A tax haven is a jurisdiction that offers very low or zero taxation, strict financial secrecy and minimal substance requirements, used legally for international structuring and illegally for tax evasion and money laundering.

Traditional tax havens include the Cayman Islands, Bermuda, the British Virgin Islands and Jersey. The EU and OECD maintain lists of non-cooperative jurisdictions, and pressure since 2016 (Common Reporting Standard, BEPS, Pillar Two) has dramatically reduced bank secrecy. Switzerland is no longer a tax haven in the traditional sense — it now exchanges financial-account information automatically with more than 100 countries.

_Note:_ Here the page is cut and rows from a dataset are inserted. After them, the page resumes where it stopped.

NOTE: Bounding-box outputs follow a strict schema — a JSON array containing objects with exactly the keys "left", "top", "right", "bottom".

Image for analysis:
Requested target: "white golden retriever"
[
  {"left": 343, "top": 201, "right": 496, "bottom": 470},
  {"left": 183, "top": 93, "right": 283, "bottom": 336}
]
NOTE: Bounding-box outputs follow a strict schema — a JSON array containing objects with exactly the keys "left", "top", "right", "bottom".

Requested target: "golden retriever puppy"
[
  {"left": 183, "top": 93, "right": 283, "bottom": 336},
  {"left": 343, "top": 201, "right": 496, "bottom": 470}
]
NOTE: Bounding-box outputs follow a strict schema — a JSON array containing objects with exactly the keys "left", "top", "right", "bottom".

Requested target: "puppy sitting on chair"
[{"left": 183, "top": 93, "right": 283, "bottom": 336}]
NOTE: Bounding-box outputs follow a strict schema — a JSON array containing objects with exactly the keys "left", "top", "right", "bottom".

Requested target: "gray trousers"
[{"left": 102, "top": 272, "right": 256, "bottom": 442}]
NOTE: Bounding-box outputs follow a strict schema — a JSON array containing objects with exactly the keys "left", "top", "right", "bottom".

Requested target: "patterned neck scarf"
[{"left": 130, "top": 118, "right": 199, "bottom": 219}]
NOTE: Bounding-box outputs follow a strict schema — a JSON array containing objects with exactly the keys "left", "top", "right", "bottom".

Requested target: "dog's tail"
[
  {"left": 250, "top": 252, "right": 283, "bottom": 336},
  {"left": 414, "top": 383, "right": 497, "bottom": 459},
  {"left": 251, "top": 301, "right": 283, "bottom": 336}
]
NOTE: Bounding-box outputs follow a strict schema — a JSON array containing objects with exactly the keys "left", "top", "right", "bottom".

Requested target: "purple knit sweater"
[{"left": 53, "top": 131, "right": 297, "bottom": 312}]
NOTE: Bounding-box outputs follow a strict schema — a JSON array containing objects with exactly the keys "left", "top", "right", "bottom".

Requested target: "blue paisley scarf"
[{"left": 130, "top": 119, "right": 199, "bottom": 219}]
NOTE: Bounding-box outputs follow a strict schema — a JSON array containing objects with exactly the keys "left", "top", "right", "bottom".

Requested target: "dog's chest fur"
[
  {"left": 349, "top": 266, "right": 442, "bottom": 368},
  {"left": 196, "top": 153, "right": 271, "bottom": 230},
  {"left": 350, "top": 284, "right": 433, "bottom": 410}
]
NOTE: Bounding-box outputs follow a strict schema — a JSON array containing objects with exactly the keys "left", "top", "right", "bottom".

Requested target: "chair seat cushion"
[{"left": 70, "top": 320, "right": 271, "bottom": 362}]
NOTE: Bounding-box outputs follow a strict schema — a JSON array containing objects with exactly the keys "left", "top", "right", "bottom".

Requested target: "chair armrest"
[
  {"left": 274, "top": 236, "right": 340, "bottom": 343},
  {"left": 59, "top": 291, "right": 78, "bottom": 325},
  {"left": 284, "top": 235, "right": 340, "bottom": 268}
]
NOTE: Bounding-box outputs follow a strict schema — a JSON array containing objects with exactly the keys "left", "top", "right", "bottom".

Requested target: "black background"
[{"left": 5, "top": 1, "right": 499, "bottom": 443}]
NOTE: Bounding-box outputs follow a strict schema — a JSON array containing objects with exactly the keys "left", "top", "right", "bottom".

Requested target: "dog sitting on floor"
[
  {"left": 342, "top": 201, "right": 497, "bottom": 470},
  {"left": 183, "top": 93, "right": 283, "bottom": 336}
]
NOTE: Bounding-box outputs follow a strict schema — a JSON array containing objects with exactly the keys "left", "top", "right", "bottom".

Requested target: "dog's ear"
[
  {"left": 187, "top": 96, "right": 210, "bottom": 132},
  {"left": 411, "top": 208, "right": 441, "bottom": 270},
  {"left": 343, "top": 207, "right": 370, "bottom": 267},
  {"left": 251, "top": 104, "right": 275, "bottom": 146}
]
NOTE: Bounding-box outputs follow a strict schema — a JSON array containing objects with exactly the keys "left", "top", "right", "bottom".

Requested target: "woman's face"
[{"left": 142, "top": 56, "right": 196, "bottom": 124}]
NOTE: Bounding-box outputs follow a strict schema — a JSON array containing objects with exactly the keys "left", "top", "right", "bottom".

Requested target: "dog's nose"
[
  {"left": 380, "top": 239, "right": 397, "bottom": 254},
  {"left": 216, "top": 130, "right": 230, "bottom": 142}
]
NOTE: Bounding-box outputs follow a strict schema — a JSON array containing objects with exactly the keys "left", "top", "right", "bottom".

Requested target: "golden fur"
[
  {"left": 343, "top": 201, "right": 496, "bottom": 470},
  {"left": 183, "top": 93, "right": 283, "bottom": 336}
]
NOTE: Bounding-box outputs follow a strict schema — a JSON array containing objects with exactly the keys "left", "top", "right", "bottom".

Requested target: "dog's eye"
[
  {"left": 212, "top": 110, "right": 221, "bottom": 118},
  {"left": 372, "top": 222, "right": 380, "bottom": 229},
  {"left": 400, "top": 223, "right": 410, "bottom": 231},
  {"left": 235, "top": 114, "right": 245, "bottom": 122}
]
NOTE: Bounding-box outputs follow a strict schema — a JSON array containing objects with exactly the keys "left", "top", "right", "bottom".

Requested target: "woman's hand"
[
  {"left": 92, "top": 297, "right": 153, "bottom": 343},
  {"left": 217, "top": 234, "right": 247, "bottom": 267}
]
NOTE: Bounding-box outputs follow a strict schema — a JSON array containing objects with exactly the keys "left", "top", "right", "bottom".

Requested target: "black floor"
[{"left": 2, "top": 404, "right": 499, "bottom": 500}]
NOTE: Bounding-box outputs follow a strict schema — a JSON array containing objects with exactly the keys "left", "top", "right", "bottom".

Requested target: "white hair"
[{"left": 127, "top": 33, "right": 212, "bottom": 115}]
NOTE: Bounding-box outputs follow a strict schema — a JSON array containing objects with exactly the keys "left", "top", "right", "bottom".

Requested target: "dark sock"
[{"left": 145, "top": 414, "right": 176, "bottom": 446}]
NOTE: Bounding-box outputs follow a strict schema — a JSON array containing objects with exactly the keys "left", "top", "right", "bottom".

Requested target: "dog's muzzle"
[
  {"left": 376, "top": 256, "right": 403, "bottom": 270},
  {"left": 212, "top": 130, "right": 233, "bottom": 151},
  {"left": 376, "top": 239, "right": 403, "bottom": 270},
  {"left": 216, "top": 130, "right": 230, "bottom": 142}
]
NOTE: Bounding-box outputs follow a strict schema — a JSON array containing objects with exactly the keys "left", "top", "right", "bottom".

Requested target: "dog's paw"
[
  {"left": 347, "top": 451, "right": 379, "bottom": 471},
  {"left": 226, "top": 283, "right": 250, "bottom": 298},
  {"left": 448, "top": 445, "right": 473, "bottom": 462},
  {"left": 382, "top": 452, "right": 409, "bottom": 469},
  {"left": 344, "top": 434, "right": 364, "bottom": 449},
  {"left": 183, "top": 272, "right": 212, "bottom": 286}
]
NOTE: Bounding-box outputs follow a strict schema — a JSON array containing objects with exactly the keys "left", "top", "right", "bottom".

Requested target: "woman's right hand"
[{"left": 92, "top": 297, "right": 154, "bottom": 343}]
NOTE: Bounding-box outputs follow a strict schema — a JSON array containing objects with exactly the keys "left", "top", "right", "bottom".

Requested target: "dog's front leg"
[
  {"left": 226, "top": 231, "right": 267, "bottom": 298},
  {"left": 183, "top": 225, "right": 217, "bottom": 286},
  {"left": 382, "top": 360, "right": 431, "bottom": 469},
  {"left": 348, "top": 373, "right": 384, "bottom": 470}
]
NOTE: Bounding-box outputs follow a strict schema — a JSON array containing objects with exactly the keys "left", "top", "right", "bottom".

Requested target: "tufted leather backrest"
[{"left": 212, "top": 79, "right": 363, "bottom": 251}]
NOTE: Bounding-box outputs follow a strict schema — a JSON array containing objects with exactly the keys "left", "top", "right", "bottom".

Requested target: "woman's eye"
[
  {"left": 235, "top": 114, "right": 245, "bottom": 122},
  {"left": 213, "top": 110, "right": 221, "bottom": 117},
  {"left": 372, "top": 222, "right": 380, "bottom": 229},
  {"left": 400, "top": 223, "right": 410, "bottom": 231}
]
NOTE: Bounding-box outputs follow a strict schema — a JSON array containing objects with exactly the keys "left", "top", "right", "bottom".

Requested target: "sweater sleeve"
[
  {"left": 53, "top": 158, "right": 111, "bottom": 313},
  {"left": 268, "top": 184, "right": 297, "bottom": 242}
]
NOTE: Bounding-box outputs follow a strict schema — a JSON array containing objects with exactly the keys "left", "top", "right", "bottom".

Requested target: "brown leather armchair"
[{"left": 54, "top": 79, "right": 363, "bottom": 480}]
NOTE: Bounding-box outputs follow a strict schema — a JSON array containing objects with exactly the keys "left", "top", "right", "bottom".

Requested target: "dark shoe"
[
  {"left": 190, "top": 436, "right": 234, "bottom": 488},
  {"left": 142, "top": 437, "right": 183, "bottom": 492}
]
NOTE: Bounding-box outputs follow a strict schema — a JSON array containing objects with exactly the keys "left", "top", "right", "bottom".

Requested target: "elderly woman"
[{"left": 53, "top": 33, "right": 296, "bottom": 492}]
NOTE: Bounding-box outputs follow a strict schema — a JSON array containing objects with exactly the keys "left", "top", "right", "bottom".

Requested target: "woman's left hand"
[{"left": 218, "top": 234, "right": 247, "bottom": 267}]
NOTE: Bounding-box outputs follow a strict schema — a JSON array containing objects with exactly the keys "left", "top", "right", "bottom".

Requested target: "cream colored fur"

Legitimate uses include holding companies that pool international royalties, captive insurance, fund vehicles for cross-border investors and family offices. Illegitimate uses include hiding undeclared accounts, fake invoicing and aggressive transfer pricing — all now caught by automatic information exchange, beneficial-ownership registers and country-by-country reporting.

The 15% OECD global minimum tax (Pillar Two, in force from 2024) has greatly reduced the appeal of pure-rate arbitrage for large multinationals: parent countries impose a top-up tax to bring effective rates up to 15%, regardless of where profit is booked.

Example

A multinational books EUR 100 million of profit in a Bermuda subsidiary with no operating substance. Pre-2024, effective rate would be 0%. Post-Pillar Two, the parent's country imposes a 15% top-up tax = EUR 15 million, eliminating the tax-haven advantage.

Related terms

Frequently asked questions

Is using a tax haven illegal?+

Not by itself — but failing to declare, evading tax or hiding ownership is illegal in every G20 country.

Is Switzerland still a tax haven?+

No — it implements CRS automatic information exchange and signed Pillar Two. Low cantonal rates remain, but transparency is full.

What is CRS?+

Common Reporting Standard: OECD-led automatic exchange of financial-account information between 100+ countries.